Retour au monde réel, celui des belles réalités, celui des progrès, des joyeusetés, celui du ciel toujours bleu même si parfois on le voit gris, celui qui sourit comme je souris à la vie. Sorti du labyrinthe éreintant, des bouts de murs, des cloisons qui viennent de façon inattendue boucher un horizon qu’on croyait dégagé à perte de vue, place à la vaste étendue du vaste monde, place à la vie ! Quel bonheur, quelle joie d’être en vie, de respirer normalement, de marcher, de courir, de rouler sur ces roulettes amplifiant le plaisir par huit, de parler, d’échanger, d’avancer sans composer, de n’avoir pas de contrainte, de se laisser aller de se laisser porter par cette vague de sourires, et même, d’aller les chercher, les provoquer, jusque dans des endroits confinés. Des nombreux et récents séjours à l’hôpital, j’ai reçu tellement de décharge de lassitudes, de tristesses, de désarrois que le seul moyen d’y répondre, d’insuffler la gagne et le courage d’aller au-delà des propres limites de notre propre corps, c’est d’envoyer une rasade de positif, d’irriguer ces terres desséchées de bonne humeur, de plaisanter de rire et de sourire. Envoler le débat parle haut, soulever les regards qui trainent au sol, engendrer la joie, l’espérance, l’envie de voir ce qu’il y aura demain, de se battre même quand les forces abandonnent cette enveloppe terrestre, quand la vie ne s’alimente plus que par ces fins tuyaux transparents, descendant de souples bocaux où les poissons rouges ne tournent jamais. Etre ne serait-ce qu’un sourire, qu’une pale lueur dans l’obscurité d’une vie, est déjà énorme et si cela peut amener suffisamment de chaleur pour aider à franchir un palier, une marche, ce n’est que bonheur supplémentaire, mais ce n’est pas pour cela que je le fais. Voltaire disait : « J’ai décidé d’être heureux parce que c’est bon pour la santé » Sage et belle phrase, joli et joyeux principe de vie, qu’il convient d’appliquer et de s’appliquer. Comment en tout, il n’y a que les premiers pas qui comptent, et même, juste le premier… Après, on se prend au jeu, on joue suivant ces règles si élémentaires et si simples à mettre en place, on jaillit dans un tourbillon de sourires qui ne laisse plus de place à la monotonie, à la mauvaise humeur, aux sourires inversés….

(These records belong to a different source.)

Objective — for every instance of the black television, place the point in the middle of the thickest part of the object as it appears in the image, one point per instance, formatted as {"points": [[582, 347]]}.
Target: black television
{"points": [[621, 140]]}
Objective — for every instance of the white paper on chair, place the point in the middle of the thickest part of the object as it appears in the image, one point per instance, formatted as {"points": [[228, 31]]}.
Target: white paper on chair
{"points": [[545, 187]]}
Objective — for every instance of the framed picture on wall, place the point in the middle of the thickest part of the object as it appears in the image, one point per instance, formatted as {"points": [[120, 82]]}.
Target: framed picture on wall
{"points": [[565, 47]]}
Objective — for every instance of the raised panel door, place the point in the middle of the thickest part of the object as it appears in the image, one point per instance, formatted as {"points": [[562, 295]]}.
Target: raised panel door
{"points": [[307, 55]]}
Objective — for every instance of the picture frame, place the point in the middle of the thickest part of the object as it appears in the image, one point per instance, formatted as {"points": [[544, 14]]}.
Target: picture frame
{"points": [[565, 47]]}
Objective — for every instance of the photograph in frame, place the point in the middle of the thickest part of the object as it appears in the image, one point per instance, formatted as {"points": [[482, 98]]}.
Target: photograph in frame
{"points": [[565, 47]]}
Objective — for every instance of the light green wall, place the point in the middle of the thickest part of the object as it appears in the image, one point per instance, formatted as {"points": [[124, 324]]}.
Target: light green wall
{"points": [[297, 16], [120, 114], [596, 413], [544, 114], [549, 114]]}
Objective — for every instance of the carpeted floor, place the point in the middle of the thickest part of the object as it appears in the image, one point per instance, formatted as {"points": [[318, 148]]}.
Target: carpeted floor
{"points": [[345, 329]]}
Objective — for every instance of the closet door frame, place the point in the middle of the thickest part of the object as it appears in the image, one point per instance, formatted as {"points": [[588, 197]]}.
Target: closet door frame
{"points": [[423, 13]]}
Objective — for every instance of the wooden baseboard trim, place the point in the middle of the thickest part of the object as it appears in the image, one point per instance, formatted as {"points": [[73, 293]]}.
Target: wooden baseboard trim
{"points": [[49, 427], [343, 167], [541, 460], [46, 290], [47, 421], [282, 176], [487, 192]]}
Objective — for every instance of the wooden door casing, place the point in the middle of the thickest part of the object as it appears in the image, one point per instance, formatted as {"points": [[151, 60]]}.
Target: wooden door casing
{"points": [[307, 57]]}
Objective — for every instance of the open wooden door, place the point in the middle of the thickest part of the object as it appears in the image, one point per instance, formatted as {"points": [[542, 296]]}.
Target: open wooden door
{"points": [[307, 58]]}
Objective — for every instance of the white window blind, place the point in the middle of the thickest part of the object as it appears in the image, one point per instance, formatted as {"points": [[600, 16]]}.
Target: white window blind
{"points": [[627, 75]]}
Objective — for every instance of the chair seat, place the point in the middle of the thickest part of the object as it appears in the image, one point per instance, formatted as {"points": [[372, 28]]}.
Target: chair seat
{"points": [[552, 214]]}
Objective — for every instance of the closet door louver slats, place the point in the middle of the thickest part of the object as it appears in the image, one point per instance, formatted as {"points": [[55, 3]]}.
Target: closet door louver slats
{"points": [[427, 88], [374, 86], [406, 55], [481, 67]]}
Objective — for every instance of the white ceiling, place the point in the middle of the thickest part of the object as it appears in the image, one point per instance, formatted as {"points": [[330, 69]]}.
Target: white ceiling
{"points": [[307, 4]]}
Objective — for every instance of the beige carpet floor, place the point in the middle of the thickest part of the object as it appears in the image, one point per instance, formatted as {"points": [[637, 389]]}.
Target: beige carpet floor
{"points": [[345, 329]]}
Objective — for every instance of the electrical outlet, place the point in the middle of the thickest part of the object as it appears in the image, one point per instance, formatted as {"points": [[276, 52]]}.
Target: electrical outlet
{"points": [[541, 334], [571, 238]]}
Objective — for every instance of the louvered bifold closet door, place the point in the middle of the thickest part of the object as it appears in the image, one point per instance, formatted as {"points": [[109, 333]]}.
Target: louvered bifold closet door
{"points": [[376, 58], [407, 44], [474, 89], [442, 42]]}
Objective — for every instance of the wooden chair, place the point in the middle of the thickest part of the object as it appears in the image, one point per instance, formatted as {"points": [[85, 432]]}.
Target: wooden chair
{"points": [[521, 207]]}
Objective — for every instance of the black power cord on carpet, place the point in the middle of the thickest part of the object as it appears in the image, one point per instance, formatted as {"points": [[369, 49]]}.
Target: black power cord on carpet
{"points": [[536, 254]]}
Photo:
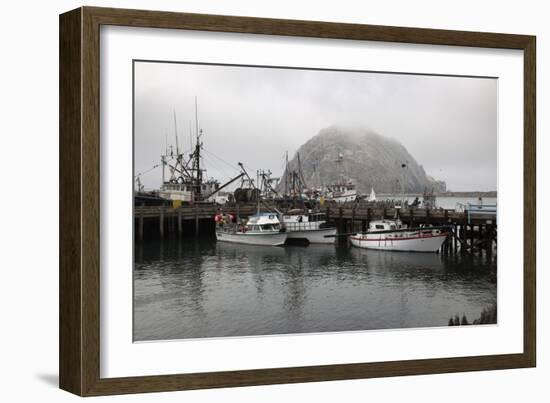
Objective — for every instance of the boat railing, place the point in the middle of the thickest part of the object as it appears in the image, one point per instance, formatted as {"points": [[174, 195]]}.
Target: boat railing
{"points": [[302, 226], [483, 208]]}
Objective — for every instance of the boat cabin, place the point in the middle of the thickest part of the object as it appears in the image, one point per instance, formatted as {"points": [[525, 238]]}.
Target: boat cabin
{"points": [[385, 225], [263, 222]]}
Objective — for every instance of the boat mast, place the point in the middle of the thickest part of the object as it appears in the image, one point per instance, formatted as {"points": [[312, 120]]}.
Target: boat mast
{"points": [[404, 166], [286, 173], [259, 193], [197, 154]]}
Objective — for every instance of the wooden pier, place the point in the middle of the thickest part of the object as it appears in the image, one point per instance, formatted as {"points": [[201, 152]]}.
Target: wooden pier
{"points": [[469, 232]]}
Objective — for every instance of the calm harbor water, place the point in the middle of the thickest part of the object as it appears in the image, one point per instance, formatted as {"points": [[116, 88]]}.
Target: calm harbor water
{"points": [[200, 288]]}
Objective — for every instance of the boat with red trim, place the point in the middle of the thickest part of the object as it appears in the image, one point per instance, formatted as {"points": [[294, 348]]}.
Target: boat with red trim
{"points": [[393, 235]]}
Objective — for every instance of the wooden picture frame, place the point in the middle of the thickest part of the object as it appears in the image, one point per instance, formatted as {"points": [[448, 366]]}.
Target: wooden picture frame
{"points": [[79, 201]]}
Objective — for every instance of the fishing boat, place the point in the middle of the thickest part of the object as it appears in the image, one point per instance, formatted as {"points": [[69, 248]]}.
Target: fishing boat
{"points": [[312, 227], [344, 190], [187, 181], [372, 196], [393, 235], [260, 229]]}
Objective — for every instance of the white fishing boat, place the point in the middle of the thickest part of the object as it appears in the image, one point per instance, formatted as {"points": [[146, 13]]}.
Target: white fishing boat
{"points": [[372, 196], [312, 227], [344, 190], [260, 229], [392, 235]]}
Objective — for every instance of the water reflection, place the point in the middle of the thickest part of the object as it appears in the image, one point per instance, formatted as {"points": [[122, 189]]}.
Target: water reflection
{"points": [[200, 288]]}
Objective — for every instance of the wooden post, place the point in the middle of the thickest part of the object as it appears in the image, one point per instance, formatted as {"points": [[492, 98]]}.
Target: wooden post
{"points": [[340, 220], [196, 221], [161, 222], [140, 226], [180, 227], [368, 218], [472, 237], [455, 242]]}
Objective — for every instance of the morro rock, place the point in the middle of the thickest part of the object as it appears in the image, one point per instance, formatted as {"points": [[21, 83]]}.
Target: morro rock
{"points": [[369, 159]]}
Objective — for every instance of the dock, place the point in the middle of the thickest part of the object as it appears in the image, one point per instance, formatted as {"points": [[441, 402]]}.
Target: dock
{"points": [[470, 230]]}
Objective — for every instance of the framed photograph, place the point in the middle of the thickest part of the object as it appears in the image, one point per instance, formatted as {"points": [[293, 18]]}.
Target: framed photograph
{"points": [[248, 201]]}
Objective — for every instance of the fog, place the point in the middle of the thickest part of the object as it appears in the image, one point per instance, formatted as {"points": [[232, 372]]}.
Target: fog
{"points": [[254, 115]]}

C’est là ma vie, mon mode de vie, mon fonctionnement désormais, et surtout, mes réelles envies, de ma réelle vie. Passager anonyme des affres de la vie, me voilà arrivé au terminal, dans ce cocon rassurant de béton et de fer, à profiter des derniers instants de répit devant la tasse fumante, devant cet écran fidèle retranscrivant sous forme alphabétique mes pensées. Encore un instant avant de franchir le seuil, d’aller me frotter aux joies de ce monde, d’aller respirer ces odeurs si familières, d’aller découvrir ces nouvelles couleurs que mes yeux trop obscurcis n’avaient pu voir alors. Ça y est, le soleil a dégagé son disque de derrière la terre, il poursuit son ascension vers le zénith, irradiant de ses rayons chauds nos vies et nos envies. Les envies ? Toujours, car les envies dirigent la vie. Toujours. Ayons envie, ayons soif d’envies !

La dernière marche

Et voilà, plus quelques pas, plus que quelques instants avant de franchir cette dernière marche, quitter ce sol natal pour un bon bout de temps, je ne peux dire à jamais, car les choses sont rarement prévisibles, mais la destination est lointaine, le billet sans retour… Autre monde, autre civilisation, autre vie, autant de clé pour ouvrir la porte d’une nouvelle vie, autant de clé pour fermer la porte sur cette vie-ci. Encore quelques instants dans ce hall d’aéroport si familier, celui qui m’a vu en de nombreuses fois, spectateur assidu des destins qui se croisent sans même se voir dans des courses folles, vers des destinations différentes, assis une dernière fois, à ces tables de bar, le café fumant devant moi, le texte en marche vers son exil bloguien. Le blog, ce compagnon fidèle des derniers mois, où se sont empilés des humeurs, des messages, des notes, des histoires, mon histoire, jusqu’à ce jour…. Encore quelques attentes et je ne serais plus de ce monde, je pars au-delà, au-delà de l’occident et de ces folies dont on ne maitrise plus guère les conséquences, dont on se demande s’il existe seulement un traitement qui à défaut d’être curatif, arriverait au moins à ralentir, voir à faire sommeiller la terrible gangrène qui corrode les esprits les plus anodins, transforme en bête les belles, encore un symptôme de notre monde dégénéré, ce n’est plus la belle et la bête, mais la bête dans la belle…. Histoires maudites. Non pas dans leurs contenus, très beau, très fort, mais dans des conclusions ravageuses et ravagées. Histoires conclues, et dans quelques instants, histoires définitivement enfermées dans le coffre du passé.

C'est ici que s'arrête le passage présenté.